It capped them by population.
Here's the new rule, approved this month:
→ Holiday homes can't exceed 2% of housing stock in any neighbourhood
→ Total tourist accommodation can't exceed 8% of registered residents per district
→ Only 15% of holiday accommodation can sit on ground floors
Every regulation we've seen until now targets the same lever nights.
30 in Amsterdam (dropping to 15 in some neighbourhoods from April).
90 in Paris (down from 120 last year).
90 in Vienna.
The direction of travel has always been the same: tighten the number, add a decimal place of enforcement, repeat.
Valencia is targeting density instead.
And that's a fundamentally different mechanic.
It ties STR supply directly to the population of the neighbourhood itself.
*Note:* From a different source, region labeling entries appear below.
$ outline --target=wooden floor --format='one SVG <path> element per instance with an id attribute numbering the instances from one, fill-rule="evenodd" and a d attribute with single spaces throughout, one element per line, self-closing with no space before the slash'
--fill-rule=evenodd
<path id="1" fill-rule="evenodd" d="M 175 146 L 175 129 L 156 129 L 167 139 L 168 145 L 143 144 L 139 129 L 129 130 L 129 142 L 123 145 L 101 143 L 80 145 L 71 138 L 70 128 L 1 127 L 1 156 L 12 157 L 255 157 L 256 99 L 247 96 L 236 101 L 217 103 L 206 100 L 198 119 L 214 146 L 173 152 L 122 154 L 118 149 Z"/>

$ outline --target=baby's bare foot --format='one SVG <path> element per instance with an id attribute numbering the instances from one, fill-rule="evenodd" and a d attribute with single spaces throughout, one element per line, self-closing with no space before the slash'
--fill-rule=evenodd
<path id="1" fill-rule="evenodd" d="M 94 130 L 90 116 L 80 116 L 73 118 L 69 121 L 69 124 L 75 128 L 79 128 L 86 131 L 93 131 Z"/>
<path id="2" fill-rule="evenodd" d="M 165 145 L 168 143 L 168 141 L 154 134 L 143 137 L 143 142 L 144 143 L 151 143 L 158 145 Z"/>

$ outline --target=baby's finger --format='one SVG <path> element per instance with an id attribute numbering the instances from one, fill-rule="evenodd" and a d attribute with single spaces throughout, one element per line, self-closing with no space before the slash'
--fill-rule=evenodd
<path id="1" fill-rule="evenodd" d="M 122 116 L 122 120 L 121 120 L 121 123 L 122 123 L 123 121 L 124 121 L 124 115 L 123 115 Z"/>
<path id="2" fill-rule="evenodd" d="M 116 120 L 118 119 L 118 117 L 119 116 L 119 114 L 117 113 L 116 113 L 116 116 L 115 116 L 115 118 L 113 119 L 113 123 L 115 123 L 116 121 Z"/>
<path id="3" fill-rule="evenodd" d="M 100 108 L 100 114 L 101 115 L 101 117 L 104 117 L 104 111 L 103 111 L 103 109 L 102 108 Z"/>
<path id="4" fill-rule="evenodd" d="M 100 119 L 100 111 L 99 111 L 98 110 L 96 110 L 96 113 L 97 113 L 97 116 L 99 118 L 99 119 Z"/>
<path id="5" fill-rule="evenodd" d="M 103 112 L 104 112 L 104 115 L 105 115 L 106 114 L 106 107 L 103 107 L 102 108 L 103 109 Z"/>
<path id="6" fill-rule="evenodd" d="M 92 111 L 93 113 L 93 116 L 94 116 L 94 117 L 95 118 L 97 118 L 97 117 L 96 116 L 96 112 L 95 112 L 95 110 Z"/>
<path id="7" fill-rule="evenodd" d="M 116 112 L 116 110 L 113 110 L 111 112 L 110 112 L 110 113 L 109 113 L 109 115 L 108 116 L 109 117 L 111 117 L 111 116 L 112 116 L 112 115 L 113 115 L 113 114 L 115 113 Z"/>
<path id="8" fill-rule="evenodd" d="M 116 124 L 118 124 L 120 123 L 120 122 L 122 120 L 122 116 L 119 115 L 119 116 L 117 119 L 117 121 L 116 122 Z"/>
As residents leave, capacity shrinks automatically.
It builds in its own ratchet.
So here's what I'm genuinely curious about:
Is this the smarter model?
A nights cap is blunt it punishes the compliant operator as much as the absentee investor.
A density cap at least tries to measure the actual pressure on a neighbourhood, not the activity of a single listing.
But it also raises questions:
→ Who gets the 2%? First come, first served? Auction? Legacy operators?
→ What happens when an area gentrifies and resident numbers fall do existing licences get clawed back?
→ Does it just push activity to the neighbouring district?
I can see the logic.
I'm not sure I've seen it work yet.
What do we think as an industry?
Is density-based regulation the model the rest of Europe copies or the one we'll look back on as well-intentioned but unworkable?